When there is an attempt at unauthorized entry using an expired visitor pass, you can use incident automation workflows to track and resolve those incidents.
Automation workflow design considerations for Visitor pass expired incidents
When the Genetec Mission Control™ Rules Engine detects an Access denied event due to expired credentials or access rules, it must trigger the Visitor pass expired incident.
- A live video feed at incident location.
- Steps of action to guide the operator in any of the following situations:
- The visitor is present at incident location.
- The visitor is not present at incident location.
- There is no camera at incident location.
- An export of incident details for forensic analysis.
- Directive for the system to close the incident and remove it from operator view in the Incident monitoring task.
Automation workflow for Visitor pass expired incidents
When the Rules Engine detects a trigger for the incident and the incident becomes active, the first step towards incident resolution would be for the operators to verify the validity of the incident.
- Visitor present
- Visitor not present
- No camera at location
- If the visitor is present at incident location, you can use the Dispatch incident activity to forward the incident to security personnel on-site.
- If the visitor is not present at incident location, you can use the Change priority activity to escalate priority of the incident and dispatch security to find and escort the visitor out.
When one activity branch is complete, the system exits the Parallel tasks activity and proceeds to the incident resolution steps.
Automating post-resolution activities for Visitor pass expired incidents
In this example, the automation workflow waits for confirmation from the operator that the incident is considered resolved.
The operator waits for the security personnel at incident location to clear the incident and changes the incident state to resolved in Security Desk.

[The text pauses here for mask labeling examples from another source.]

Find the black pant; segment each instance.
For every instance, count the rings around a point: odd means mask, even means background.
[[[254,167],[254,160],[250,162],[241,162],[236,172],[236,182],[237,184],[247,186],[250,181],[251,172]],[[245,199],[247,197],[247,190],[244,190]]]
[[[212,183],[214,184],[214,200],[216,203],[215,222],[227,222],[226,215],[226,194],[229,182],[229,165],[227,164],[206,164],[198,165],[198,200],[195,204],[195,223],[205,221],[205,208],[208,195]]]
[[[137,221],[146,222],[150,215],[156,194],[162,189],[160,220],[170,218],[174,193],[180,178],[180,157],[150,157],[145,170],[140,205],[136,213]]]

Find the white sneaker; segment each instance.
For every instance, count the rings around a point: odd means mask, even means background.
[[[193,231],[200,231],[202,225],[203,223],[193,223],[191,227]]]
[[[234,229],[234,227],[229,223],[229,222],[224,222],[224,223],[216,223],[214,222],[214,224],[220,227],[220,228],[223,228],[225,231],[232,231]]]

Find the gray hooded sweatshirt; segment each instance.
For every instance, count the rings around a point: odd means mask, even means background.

After the incident state change, the system exports the incident details to predetermined location, closes the incident and removes it from operator view in the Incident monitoring task, all without operator intervention.

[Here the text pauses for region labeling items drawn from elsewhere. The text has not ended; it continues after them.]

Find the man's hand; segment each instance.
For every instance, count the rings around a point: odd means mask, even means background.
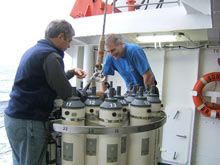
[[[72,72],[76,75],[77,78],[82,79],[86,77],[86,72],[80,68],[73,68]]]

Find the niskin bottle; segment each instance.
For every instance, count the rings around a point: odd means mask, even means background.
[[[110,88],[109,97],[100,105],[99,124],[105,127],[120,127],[122,125],[122,105],[113,97],[113,93],[114,88]],[[121,146],[121,136],[100,135],[98,165],[120,165],[119,153],[121,149],[126,147],[125,143],[123,145]]]
[[[86,126],[98,125],[102,100],[96,96],[96,87],[92,87],[92,94],[84,103],[86,105]],[[85,165],[98,164],[98,137],[98,135],[86,135]]]
[[[140,87],[139,95],[130,104],[130,125],[146,125],[149,123],[151,105],[143,96],[143,87]],[[149,132],[134,133],[129,135],[128,165],[151,165]]]
[[[85,105],[77,97],[76,87],[72,88],[72,97],[63,104],[62,119],[64,125],[85,125]],[[63,133],[62,165],[84,165],[84,144],[85,135]]]
[[[117,92],[114,96],[118,99],[118,101],[122,105],[122,120],[123,120],[123,126],[127,126],[128,123],[128,102],[124,99],[123,96],[121,96],[121,87],[117,86]],[[128,135],[121,135],[121,142],[120,142],[121,150],[119,152],[119,165],[127,165],[127,153],[128,153]]]
[[[147,93],[147,100],[151,104],[151,110],[152,110],[152,117],[159,117],[160,111],[162,108],[161,100],[159,99],[159,93],[157,92],[156,86],[152,85],[151,89]],[[154,142],[152,144],[152,147],[154,147],[154,158],[152,165],[157,165],[158,161],[160,159],[160,147],[161,147],[161,128],[158,128],[156,130],[152,130],[153,134],[155,134]]]

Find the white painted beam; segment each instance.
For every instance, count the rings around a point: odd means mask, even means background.
[[[102,34],[103,15],[73,19],[76,37]],[[183,6],[108,14],[106,34],[146,33],[212,28],[210,15],[187,15]]]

When the incident resolution is simple, for example, the visitor is at incident location and security team has been dispatched, you can consider the incident resolved. You can use the Change incident state activity after the Dispatch incident activity to automate incident resolution. If you choose this option, you must move the Export incident and Close incident activities into the same sequence of activities.
After the incident state changes to Resolved, the Export incident activity exports the incident details in XML format to the configured location, and the Close incident activity immediately closes the incident, removing it from the operator's view in Security Desk.
The operator's screen for Visitor pass expired incidents
When the system detects an Access denied: Expired credential or Access denied: Denied by access rule event, it triggers the Visitor pass expired incident in the operator's Incident monitoring task in Security Desk. In this example, the incident is configured to open the video feed at incident location when available.
When there is an escalation in incident priority, it is highlighted in the incident listing with an upward arrow. Based on the user procedure configuration, the operator must enter a comment to describe the situation.
The operator's comment is captured in the incident activity log and when the incident gets dispatched to the security team, they can see those comments and act on them if required.